Standing in front of the pan with a fork. That sounds delightful. GREG
Let me tell you, it was.
Jeff. Great minds think alike!
I’ve a very similar dish to this coming next week as I trial my new skillet that I got for Christmas.
I’m loving the addition of the thyme and the parmesan cheese here. Delicious!
neil@neilshealthymeals.com recently posted…One Pot Chicken Dhansak
Thanks! Looking forward to your post!
Finally, I’ve found a recipe that I can use for my party tomorrow. My family loves eating potato. I’m sure they will love this, too. Thank you so much for this wonderful recipe!
Kristi Cathey recently posted…Here Are Our Top 5 Best Bottle Sterilizer Picks – Reasons Why You Need a Baby Bottle Sterilizer
You’re welcome!
Yup, I’d stand in front of this with a fork. Guaranteed. 🙂 Great dish — really neat twist on Hasselback potatoes. This is much better! Thanks.
John/Kitchen Riffs recently posted…The Blackthorn Cocktail
Thanks!
Well I guess if I want sex tonight, I should PROBABLY make this for my husband?

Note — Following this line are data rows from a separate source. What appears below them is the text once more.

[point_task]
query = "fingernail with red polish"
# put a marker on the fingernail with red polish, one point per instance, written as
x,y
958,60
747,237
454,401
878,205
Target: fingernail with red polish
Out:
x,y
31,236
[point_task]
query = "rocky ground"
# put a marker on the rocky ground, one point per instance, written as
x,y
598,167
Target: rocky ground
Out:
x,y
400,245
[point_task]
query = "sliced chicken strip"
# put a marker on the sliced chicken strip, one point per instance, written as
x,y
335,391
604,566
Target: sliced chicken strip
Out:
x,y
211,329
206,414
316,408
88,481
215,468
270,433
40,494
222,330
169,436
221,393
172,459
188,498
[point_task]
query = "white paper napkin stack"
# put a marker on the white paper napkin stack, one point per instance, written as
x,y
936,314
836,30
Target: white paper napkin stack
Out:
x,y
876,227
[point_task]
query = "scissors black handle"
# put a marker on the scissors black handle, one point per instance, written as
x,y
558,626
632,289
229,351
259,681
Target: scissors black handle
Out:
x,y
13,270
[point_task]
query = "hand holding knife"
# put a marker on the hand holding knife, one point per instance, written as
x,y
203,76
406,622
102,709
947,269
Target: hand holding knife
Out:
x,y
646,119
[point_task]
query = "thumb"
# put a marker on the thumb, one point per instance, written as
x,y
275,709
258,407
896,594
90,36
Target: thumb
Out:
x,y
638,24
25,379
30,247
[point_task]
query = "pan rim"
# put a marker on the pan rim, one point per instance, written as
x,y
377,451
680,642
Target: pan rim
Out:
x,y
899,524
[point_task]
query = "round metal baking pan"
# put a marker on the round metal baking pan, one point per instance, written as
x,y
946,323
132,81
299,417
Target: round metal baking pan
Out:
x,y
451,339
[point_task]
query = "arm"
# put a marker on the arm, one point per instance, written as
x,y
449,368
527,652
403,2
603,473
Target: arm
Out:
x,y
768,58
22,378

GiGi Eats recently posted…Addressing the LARGE Elephants In The Room
Hahaha. Maybe.
This looks heavenly!!
Allyson recently posted…Caramelized Bananas with Ghee and Cinnamon
Thanks!
I love your approach to Hasselback potatoes. I’ve got a couple of Hasselbackspotatis purest friends here in Sweden I’m going to try this on.
Ron recently posted…Amazing Slow-Cooked Italian Lamb Ragout with Pasta
Go for it. These potatoes are delicious.
Oh my! Cheese and potatoes are my jam. I’m all about grabbing a fork and eating the whole pan all by myself before it can even reach the table. I love cooking in cast iron skillets too so will have to make this soon 😉
karrie @ Tasty Ever After recently posted…Instant Pot BBQ Chicken
You’re going to love it.
Cool recipe, and I really like your picture in those one. My wife loves to make this with sweet potatoes, for some recipe slicing the potatoes so thin is just worth it.
Kevin | economicalchef.com recently posted…Rosemary Dijon Pork Loin
I bet this would be really delicious with sweet potatoes.
Absolutely masterful! I mean, potatoes and gruyère that look this this? Honestly I am loving this idea and it looks incredible Jeff. Really. Wow.
Kevin | Keviniscooking recently posted…Breakfast Stuffed Peppers
Thanks!
What can I say…I’m loving these potatoes. I’ve pinned so I can come back to the recipe. My only problem will be resisting eating more than my share. 😀
Karen (Back Road Journal) recently posted…Spinach And Cheese Stuffed Shells With Two Sauces
Tell me about it!
Oh my gosh this looks amazing! The cheeses and cream would make this one decadent dish, and I love the way your tightly put them in the pan. I am a skin on lover too!
Julie recently posted…Popeye Approved Vegetarian Spinach Power Salad
Thanks, Julie. I think the skins add a lot to the texture. They really get crispy.
I love recipes where it says to use all the butter. And I love potatoes. Just give me the fork and make me happy!
Thank you. I smiled to myself as I wrote that line.
What’s not to love about these spuds, Jeff. What a great way to prepare them, both au gratin and Hasselback.
Thanks!
Hasselback potatoes are one of favourites, although I usually make it with lemon, garlic and olive oil. I love that you made them into a gratin. I have never seen them as a skillet recipe, my usual hasselbacks are individual servings, and I don’t usually cut the potato all the way through (as an aside, I found an amazing hack to keep the slices the same depth) but I love using the mandoline which would make this dish a cinch! I’m bookmarking for Easter Celebrations, for sure!
Eva Taylor recently posted…Chicken “Schnitzel” with Roasted Garlic Cauliflower Mash
Yes, exactly … this is a mash-up of hasselbacks and gratin. And it really has the best of both worlds. On top, it’s got the crunchy chewiness of a hasselback, but then on bottom, the rich – almost velvety – comfort-foodiness of a gratin.